Other Recommendations

The Monitor made 23 new recommendations in 2019, including 12 in the annual report:

  • Capacity Performance resources should be required to perform without excuses. “Resources that do not perform should not be paid regardless of the reason for nonperformance.” (Priority: High.)
  • Remove all maintenance costs from the cost development guidelines. (Priority: Medium.)
  • Review the FRR rules, including obligations and performance requirements. (Priority: Medium.)
  • Modify the market data posting rules to allow the disclosure of expected performance, actual performance, shortfall and bonus megawatts during a performance assessment interval (PAI) by area without the requirement that more than three market participants’ data be aggregated for posting. (Priority: Low.)
  • Base the net revenue calculation used by PJM to calculate the net cost of new entry and net avoidable-cost rate on a forward-looking estimate of expected energy and ancillary services net revenues using forward prices for energy and fuel. (Priority: Medium.)
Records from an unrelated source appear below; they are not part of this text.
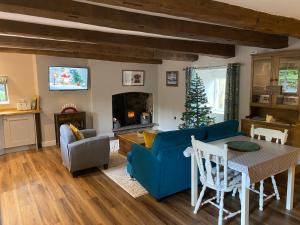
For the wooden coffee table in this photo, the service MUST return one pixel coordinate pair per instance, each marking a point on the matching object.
(126, 140)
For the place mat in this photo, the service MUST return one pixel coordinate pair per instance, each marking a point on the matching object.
(243, 146)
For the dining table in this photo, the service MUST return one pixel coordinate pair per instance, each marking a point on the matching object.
(271, 159)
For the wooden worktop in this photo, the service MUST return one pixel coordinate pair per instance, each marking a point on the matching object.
(7, 112)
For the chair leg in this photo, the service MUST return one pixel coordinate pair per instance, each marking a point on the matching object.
(275, 188)
(218, 196)
(261, 196)
(199, 199)
(234, 192)
(221, 206)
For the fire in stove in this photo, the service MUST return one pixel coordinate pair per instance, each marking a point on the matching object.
(130, 114)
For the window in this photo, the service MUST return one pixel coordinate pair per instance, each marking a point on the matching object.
(3, 90)
(214, 80)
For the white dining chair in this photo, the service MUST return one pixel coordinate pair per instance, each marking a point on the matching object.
(269, 135)
(219, 178)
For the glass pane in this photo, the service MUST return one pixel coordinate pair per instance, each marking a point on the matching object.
(3, 94)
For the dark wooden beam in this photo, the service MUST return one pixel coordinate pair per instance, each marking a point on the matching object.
(103, 49)
(113, 18)
(69, 34)
(75, 54)
(217, 12)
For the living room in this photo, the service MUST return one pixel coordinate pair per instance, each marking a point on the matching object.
(34, 44)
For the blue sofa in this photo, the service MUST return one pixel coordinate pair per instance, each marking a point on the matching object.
(163, 170)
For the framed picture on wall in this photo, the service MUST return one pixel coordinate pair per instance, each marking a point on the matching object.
(133, 77)
(172, 78)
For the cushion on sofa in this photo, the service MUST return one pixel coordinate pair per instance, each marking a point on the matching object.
(175, 138)
(222, 130)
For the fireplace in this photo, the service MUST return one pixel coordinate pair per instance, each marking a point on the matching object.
(132, 108)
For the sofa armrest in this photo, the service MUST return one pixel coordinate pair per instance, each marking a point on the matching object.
(146, 168)
(87, 133)
(89, 152)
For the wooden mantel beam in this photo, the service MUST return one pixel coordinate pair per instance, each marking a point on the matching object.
(113, 18)
(23, 29)
(102, 49)
(82, 55)
(216, 12)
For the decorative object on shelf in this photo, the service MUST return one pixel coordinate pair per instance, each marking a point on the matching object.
(172, 78)
(197, 113)
(23, 105)
(243, 146)
(274, 90)
(67, 108)
(145, 118)
(264, 99)
(133, 77)
(116, 123)
(279, 99)
(269, 118)
(35, 103)
(290, 100)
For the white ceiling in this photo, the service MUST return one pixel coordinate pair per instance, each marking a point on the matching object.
(287, 8)
(277, 7)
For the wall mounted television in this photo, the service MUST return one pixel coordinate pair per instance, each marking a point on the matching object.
(68, 78)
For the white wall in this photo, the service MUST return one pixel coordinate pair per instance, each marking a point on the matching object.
(51, 101)
(21, 77)
(171, 99)
(107, 81)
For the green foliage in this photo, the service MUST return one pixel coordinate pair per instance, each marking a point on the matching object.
(197, 112)
(76, 78)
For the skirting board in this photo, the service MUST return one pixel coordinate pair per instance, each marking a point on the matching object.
(48, 143)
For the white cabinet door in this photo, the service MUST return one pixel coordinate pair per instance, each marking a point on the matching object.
(19, 130)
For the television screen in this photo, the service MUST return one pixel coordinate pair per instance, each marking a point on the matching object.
(68, 78)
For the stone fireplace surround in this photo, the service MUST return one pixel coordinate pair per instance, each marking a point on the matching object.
(128, 109)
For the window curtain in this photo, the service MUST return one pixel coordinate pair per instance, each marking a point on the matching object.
(189, 73)
(3, 80)
(232, 91)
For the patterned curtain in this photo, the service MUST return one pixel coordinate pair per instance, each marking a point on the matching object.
(232, 91)
(3, 80)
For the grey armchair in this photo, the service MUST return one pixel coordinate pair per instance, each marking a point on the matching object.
(92, 151)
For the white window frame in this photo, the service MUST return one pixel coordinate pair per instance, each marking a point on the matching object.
(6, 93)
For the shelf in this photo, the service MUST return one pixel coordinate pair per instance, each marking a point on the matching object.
(286, 107)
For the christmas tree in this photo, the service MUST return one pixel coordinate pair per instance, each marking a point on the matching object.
(197, 112)
(76, 77)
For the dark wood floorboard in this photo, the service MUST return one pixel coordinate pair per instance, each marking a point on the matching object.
(36, 189)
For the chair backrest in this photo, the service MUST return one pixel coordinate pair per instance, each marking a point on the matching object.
(269, 134)
(211, 153)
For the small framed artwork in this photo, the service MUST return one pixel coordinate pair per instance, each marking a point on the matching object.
(133, 77)
(172, 78)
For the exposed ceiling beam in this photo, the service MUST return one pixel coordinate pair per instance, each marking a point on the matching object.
(216, 12)
(103, 49)
(69, 34)
(113, 18)
(115, 58)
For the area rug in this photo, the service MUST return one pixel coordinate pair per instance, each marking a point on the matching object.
(117, 172)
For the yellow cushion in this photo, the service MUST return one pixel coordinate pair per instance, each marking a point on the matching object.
(78, 135)
(149, 138)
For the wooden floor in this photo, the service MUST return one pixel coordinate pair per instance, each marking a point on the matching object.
(36, 189)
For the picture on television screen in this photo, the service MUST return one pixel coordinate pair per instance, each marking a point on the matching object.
(68, 78)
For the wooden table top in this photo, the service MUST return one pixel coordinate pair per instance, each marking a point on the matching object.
(132, 137)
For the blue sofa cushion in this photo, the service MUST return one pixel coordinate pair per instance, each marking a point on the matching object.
(222, 130)
(175, 138)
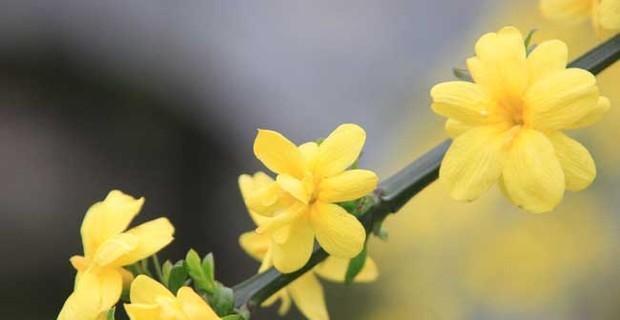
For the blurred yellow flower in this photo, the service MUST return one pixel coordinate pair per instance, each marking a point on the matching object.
(301, 203)
(306, 291)
(150, 300)
(107, 248)
(507, 123)
(605, 14)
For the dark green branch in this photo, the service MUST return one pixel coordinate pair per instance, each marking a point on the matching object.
(396, 191)
(599, 58)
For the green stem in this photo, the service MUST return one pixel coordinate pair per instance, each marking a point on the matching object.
(396, 191)
(144, 266)
(160, 274)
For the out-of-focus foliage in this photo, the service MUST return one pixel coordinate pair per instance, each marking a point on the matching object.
(485, 260)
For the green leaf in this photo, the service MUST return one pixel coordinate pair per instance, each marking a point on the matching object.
(355, 266)
(196, 271)
(177, 277)
(462, 74)
(222, 300)
(165, 270)
(208, 265)
(379, 231)
(111, 313)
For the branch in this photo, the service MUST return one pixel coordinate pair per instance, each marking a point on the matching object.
(396, 191)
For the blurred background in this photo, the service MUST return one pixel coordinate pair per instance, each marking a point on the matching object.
(162, 99)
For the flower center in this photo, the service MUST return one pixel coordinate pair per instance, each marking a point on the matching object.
(311, 184)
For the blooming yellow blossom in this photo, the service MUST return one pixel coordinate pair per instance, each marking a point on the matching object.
(107, 248)
(605, 14)
(150, 300)
(507, 123)
(306, 291)
(300, 204)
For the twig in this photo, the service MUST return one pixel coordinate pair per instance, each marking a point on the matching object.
(396, 191)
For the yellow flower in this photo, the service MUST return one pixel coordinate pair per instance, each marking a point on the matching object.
(301, 203)
(306, 291)
(150, 300)
(507, 124)
(605, 14)
(107, 248)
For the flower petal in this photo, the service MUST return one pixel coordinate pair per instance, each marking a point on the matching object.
(499, 65)
(547, 58)
(92, 296)
(152, 236)
(254, 244)
(260, 192)
(455, 128)
(140, 311)
(107, 218)
(576, 161)
(335, 269)
(307, 293)
(194, 306)
(339, 150)
(294, 187)
(463, 101)
(309, 152)
(282, 217)
(145, 290)
(278, 153)
(337, 231)
(96, 291)
(296, 250)
(114, 248)
(474, 161)
(533, 176)
(349, 185)
(561, 99)
(595, 114)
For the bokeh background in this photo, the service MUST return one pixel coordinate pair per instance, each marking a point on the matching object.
(162, 99)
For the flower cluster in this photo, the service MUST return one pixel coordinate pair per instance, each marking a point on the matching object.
(306, 292)
(507, 124)
(107, 249)
(301, 203)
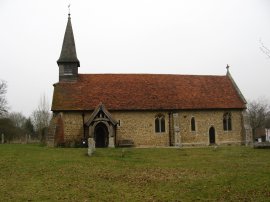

  • Prohibit emergency stationary reciprocating internal combustion engines (RICE) from participation as demand response when registered individually or as part of a portfolio if it does not meet emissions standards because the environmental run hour limitations mean that emergency RICE cannot meet the capacity market requirements to be DR. (Priority: Medium.)
  • Eliminate the total regulation signal sent on a fleet-wide basis and replace it with individual regulation signals for each unit. (Priority: Low.)
  • Remove the ability to make dual offers (as both a RegA and a RegD resource in the same market hour) from the regulation market. (Priority: High.)
  • Replace the static MidAtlantic/Dominion Reserve Subzone with a reserve zone structure consistent with the actual deliverability of reserves based on current transmission constraints. (Priority: High.)
  • Eliminate the variable operating and maintenance cost from the definition of the cost of tier 2 synchronized reserve and remove the calculation of synchronized reserve variable operations and maintenance costs from Manual 15. (Priority: Medium.)
  • Define the components of the cost-based offers for providing regulation and synchronous condensing in Schedule 2 of the Operating Agreement. (Priority: Low.)
  • Require all PJM transmission owners use the same methods to define line ratings, subject to NERC standards and guidelines, subject to review by NERC and approval by FERC. (Priority: Medium.)